Dear Editor, Ken Rushton is right to demand that Birmingham’s new Labour Council should hold an inquiry into why the devolution of more powers to the city’s suburbs has stagnated for so long (Post letters, July 26).

Your article in the same edition (Inquiry looks at how to meet Bore’s target for devolution) shows that this is now exactly what the new council administration intends should happen.

As one of its appointed members, I hope the Districts and Public Engagement Overview and Scrutiny Committee inquiry on ‘Devolution – Making it Real’ will not shirk the grand scale of the task.

While I have spoken out for the unique case of Sutton Coldfield, the bigger picture remains the flawed monolith of over-centralisation which continues to deprive our local communities of real democratic control across the whole of Birmingham, and gnaws inexorably away at Birmingham’s regional competitiveness.

Weighed down with the effort of managing a million people’s services from a single central authority, our city’s ability to move swiftly and decisively on far-sighted strategic competitiveness has become fogged and slow, while local residents see little purpose to the limited powers they have been delegated.

A decade ago, following Sir Adrian Cadbury’s Democracy Commission, a whole tide of new steps were taken to move away from Birmingham’s over-centralised structures.

To start things off, a £100 million budget was handed to the 10 local constituency districts across Birmingham.

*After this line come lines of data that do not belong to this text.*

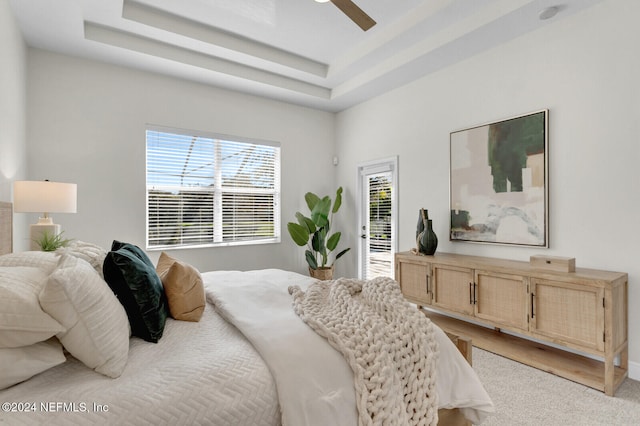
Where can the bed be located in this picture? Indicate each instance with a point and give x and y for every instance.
(206, 371)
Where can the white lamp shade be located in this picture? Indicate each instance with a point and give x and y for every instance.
(44, 197)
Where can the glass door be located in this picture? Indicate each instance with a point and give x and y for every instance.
(377, 223)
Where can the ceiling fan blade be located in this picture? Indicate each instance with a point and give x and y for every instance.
(356, 14)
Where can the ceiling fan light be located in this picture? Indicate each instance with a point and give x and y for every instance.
(548, 12)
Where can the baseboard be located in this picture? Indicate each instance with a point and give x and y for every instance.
(634, 370)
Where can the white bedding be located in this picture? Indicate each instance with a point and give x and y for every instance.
(315, 383)
(208, 373)
(198, 373)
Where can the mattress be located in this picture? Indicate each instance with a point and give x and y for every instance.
(198, 373)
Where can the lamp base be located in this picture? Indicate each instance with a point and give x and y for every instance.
(37, 231)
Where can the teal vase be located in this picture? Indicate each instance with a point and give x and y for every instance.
(426, 239)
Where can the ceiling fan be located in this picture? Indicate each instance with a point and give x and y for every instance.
(356, 14)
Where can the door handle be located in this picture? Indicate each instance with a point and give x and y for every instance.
(533, 314)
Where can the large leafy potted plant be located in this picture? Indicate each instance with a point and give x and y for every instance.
(314, 231)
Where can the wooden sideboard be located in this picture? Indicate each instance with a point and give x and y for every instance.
(583, 314)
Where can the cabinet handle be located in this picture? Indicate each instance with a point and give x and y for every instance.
(532, 312)
(475, 289)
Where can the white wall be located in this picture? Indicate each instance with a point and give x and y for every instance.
(586, 71)
(12, 109)
(87, 125)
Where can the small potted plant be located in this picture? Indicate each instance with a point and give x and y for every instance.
(51, 242)
(314, 231)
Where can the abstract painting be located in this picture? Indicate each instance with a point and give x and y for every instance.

What has shocked and puzzled so many regional commentators is the utter stagnation that followed once the city had fallen into Conservative hands in 2004.

The city has a £3.5 billion budget – in fact £7 billion if other public services are included – yet devolution has got stuck at the starting post of its original £100 million.

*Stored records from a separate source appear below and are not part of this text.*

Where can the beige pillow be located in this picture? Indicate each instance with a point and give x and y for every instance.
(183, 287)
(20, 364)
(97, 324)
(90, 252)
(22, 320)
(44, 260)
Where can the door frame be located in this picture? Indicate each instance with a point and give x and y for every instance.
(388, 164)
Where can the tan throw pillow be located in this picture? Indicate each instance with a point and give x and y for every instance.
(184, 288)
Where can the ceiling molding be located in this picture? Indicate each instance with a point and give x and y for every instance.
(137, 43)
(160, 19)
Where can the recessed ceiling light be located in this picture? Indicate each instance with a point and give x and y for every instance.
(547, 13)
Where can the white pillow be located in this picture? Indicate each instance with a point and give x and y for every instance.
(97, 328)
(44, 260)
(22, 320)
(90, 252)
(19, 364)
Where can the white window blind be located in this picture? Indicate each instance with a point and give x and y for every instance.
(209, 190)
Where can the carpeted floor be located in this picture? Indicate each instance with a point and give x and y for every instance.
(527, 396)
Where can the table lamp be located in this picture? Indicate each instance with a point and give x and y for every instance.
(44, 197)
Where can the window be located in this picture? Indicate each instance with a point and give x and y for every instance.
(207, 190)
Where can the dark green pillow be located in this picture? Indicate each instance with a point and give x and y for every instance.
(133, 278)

As I said at the July O&S Committee meeting which resolved to launch the inquiry, it’s time to draw a veil over the past eight dismal and moribund years, and re-ignite a popular passion and democratic zeal for a new way forward, a new ‘constitutional settlement’ in Birmingham’s troubled history with its local services.

No-one should doubt the vast scale of this enterprise, or the dramatic transformation that will be needed in the way our local services are administered, if this goal is to be reached.

But this is the historic mandate the new administration was elected to deliver, and now intends to carry out.